»Reichet ihn herum in großen und kleinen Gefäßen, und nehmet ihn aus der Hand eines Schenken, der wie der leuchtende Mond strahlt.«
»Doch trinke nicht ohne Gesang, denn auch das Pferd wiehert, wenn es sich mit einem Trunk erquickt.«
Als der Kalif dies von Ibrahim sah, schwoll die Ader des Zornes zwischen seinen Augen an. Er stieg wieder von seinem Baume herab und sagte zu Djafar: »Noch nie habe ich gottesfürchtige Leute in einem solchen Zustande gesehen. Steige auf den Baum, Djafar, und sieh dich um, damit dir der Segen dieser Frommen nicht entgehe!«
Djafar geriet über diese Worte ganz in Verwirrung, er stieg auf den Baum, sah Nureddin, seine Sklavin und Ibrahim, welcher einen Kelch in der Hand hielt. Dieser Anblick versetzte ihn in Todesangst. Als er wieder herabgestiegen war, sprach Harun Arraschid: »Gelobt sei Gott, der uns zu diesen Frommen kommen ließ!« Djafar konnte vor Scham und Verlegenheit kein Wort hervorbringen. »Wer hat diese Leute«, fuhr der Kalif fort, »in meinen Garten und in meinen Palast gebracht?

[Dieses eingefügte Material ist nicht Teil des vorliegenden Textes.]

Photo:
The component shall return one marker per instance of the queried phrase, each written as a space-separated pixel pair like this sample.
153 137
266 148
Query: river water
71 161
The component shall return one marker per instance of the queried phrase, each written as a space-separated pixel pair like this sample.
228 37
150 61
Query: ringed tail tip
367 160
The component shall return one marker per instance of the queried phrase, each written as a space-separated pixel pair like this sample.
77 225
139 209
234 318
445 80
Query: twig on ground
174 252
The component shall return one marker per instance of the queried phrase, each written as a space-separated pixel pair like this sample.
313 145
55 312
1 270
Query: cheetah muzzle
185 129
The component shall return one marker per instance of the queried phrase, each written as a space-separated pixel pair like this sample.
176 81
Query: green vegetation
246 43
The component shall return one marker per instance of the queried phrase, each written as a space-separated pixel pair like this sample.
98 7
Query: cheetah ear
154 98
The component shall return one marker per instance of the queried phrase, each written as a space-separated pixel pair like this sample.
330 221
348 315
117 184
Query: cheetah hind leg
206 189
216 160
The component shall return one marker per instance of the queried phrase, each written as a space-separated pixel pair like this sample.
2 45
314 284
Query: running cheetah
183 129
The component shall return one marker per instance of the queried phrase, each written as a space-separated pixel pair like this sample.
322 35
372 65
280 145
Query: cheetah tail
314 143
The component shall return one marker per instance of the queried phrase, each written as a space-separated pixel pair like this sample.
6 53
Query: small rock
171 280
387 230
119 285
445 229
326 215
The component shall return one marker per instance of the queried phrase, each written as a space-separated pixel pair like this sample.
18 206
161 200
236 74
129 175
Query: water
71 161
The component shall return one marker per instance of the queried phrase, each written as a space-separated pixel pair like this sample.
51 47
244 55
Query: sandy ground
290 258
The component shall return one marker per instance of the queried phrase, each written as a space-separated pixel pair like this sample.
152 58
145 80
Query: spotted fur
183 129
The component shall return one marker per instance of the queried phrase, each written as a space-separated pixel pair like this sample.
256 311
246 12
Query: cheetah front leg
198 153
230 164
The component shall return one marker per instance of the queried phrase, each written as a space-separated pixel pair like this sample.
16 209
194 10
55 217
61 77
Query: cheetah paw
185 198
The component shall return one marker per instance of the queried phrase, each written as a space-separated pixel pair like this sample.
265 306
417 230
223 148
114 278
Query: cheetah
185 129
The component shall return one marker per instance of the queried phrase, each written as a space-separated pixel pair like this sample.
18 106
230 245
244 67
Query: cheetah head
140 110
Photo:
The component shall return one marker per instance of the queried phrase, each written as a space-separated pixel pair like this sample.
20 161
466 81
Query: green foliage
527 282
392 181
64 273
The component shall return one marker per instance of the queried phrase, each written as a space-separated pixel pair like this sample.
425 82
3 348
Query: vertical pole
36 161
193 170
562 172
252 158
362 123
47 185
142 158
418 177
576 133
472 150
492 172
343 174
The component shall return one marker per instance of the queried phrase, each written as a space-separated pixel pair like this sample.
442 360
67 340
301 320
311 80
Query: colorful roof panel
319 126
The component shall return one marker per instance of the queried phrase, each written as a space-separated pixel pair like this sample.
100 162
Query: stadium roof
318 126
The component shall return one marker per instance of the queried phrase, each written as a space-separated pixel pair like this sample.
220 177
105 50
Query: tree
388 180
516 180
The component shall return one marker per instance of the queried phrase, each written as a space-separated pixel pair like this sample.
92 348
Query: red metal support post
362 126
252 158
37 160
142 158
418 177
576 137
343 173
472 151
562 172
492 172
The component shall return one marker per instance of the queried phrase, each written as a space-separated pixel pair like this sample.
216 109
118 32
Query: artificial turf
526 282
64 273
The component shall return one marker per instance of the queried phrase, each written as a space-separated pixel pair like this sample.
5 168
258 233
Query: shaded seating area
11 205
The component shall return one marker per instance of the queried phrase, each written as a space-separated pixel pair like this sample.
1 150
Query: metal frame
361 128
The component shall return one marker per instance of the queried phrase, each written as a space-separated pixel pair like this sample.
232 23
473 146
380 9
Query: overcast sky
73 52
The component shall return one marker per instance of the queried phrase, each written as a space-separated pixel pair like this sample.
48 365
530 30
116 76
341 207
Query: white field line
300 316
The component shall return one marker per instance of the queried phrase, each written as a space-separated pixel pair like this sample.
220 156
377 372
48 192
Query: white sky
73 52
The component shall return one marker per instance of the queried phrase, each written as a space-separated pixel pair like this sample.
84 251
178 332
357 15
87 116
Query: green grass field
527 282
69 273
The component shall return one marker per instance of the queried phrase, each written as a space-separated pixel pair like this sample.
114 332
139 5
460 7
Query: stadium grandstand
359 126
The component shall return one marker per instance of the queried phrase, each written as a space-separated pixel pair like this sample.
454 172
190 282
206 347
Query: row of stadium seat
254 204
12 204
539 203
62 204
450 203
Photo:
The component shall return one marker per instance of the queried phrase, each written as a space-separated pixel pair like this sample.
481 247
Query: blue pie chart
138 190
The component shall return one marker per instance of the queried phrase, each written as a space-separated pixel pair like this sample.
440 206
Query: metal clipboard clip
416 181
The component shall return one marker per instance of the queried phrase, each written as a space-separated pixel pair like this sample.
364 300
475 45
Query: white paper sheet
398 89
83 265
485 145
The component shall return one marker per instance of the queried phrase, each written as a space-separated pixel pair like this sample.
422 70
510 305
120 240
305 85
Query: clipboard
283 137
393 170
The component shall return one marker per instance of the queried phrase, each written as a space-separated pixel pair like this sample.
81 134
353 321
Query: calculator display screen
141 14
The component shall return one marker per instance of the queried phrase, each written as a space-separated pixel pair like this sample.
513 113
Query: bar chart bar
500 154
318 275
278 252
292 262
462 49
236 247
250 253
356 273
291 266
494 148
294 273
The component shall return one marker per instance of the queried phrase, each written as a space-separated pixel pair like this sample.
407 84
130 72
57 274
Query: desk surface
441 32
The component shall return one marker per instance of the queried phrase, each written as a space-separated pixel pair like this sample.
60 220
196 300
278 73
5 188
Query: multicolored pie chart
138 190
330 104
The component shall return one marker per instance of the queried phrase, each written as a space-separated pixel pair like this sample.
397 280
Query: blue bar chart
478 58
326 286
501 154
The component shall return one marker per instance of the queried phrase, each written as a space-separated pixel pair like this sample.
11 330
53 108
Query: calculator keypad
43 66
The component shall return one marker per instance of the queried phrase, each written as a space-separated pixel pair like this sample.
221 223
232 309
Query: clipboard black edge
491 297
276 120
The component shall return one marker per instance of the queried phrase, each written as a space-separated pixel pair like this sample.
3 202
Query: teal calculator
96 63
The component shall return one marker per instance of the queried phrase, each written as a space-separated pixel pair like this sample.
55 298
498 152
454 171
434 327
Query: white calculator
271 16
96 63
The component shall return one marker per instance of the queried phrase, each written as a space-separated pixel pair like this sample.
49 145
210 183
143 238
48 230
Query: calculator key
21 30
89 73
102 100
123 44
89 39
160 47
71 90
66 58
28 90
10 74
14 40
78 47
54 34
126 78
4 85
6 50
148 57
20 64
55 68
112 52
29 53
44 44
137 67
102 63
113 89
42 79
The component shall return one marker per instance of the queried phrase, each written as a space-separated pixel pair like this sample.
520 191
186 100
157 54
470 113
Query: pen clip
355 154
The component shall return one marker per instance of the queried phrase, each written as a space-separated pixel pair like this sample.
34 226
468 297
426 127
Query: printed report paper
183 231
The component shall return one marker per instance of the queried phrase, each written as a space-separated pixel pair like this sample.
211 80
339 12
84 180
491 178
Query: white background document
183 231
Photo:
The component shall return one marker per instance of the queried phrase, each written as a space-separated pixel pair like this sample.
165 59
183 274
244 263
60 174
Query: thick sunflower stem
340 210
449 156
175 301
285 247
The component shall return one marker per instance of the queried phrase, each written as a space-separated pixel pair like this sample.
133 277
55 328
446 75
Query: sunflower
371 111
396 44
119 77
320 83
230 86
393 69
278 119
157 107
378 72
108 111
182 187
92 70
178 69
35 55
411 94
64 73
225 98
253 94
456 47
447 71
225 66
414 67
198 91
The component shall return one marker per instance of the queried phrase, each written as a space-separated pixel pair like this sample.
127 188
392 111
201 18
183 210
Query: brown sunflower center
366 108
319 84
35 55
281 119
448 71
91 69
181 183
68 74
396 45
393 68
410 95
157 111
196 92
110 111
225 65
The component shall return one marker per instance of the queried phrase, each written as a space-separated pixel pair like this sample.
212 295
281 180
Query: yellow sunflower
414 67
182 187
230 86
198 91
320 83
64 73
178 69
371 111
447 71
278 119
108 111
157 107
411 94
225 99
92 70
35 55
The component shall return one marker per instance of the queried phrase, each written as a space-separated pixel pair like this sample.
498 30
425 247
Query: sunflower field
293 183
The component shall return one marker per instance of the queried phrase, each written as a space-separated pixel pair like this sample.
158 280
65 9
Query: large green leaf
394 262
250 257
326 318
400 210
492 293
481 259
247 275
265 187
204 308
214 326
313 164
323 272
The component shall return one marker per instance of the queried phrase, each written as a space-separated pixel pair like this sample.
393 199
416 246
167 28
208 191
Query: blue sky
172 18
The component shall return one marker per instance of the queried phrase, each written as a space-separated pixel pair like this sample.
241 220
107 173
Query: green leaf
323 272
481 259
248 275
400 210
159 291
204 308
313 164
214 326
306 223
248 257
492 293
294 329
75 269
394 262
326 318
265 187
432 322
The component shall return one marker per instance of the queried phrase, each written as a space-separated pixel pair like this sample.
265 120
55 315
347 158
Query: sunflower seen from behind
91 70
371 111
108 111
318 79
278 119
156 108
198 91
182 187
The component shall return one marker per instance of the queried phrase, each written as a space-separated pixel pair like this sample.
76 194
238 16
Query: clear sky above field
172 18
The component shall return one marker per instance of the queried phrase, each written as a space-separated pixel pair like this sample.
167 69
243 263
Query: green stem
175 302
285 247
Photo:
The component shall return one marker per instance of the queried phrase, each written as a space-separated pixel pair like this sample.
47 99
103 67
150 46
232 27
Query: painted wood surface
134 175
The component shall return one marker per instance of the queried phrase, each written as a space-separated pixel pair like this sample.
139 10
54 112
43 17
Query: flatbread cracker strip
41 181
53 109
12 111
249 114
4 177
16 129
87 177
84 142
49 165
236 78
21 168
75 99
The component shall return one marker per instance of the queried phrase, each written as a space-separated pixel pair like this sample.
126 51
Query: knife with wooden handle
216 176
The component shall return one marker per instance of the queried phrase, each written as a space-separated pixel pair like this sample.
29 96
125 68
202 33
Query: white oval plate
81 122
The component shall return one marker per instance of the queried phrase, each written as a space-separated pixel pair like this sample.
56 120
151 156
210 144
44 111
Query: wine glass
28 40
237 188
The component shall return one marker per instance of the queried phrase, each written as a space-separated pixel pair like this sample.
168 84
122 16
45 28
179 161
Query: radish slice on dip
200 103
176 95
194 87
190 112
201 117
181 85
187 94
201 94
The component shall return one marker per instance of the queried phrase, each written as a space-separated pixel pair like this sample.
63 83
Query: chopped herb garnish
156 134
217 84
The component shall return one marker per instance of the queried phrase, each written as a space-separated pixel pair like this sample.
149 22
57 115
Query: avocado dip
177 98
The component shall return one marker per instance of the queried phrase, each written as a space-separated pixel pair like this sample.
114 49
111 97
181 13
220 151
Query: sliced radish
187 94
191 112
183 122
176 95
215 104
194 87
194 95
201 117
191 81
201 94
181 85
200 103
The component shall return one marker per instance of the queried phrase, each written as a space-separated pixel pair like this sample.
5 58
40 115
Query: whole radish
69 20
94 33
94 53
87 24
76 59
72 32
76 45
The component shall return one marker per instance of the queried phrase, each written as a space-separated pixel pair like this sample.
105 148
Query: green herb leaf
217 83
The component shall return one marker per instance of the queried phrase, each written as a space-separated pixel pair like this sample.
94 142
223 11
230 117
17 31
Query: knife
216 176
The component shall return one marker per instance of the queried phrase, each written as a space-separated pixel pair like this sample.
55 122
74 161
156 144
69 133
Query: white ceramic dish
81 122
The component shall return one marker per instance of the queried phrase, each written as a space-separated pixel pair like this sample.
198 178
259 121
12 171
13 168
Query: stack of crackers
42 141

Doch habe ich nie ein schöneres junges Paar gesehen.«
Djafar, der den Zorn des Kalifen abzulenken hoffte, erwiderte: »Du hast recht, großer Sultan!« — »Komm«, sagte Harun Arraschid, »wir wollen noch einmal miteinander auf den Zweig steigen, um zu sehen, was sie machen.« Sie stiegen hinauf und hörten beide, wie Scheich Ibrahim zu der schönen Perserin sagte: »Nun, meine Herrin, läßt dieser Ort noch etwas zu wünschen übrig?« — »Bei Gott!« erwiderte Enis Aldjelis, »wenn wir noch ein Musikinstrument hätten, das ich spielen könnte, so wäre unser Vergnügen vollkommen.« Scheich Ibrahim stand auf und entfernte sich, als er dies hörte.
»Was wird er wohl jetzt beginnen?« fragte der Kalif den Großvezier. »Das weiß ich nicht«, antwortete Djafar.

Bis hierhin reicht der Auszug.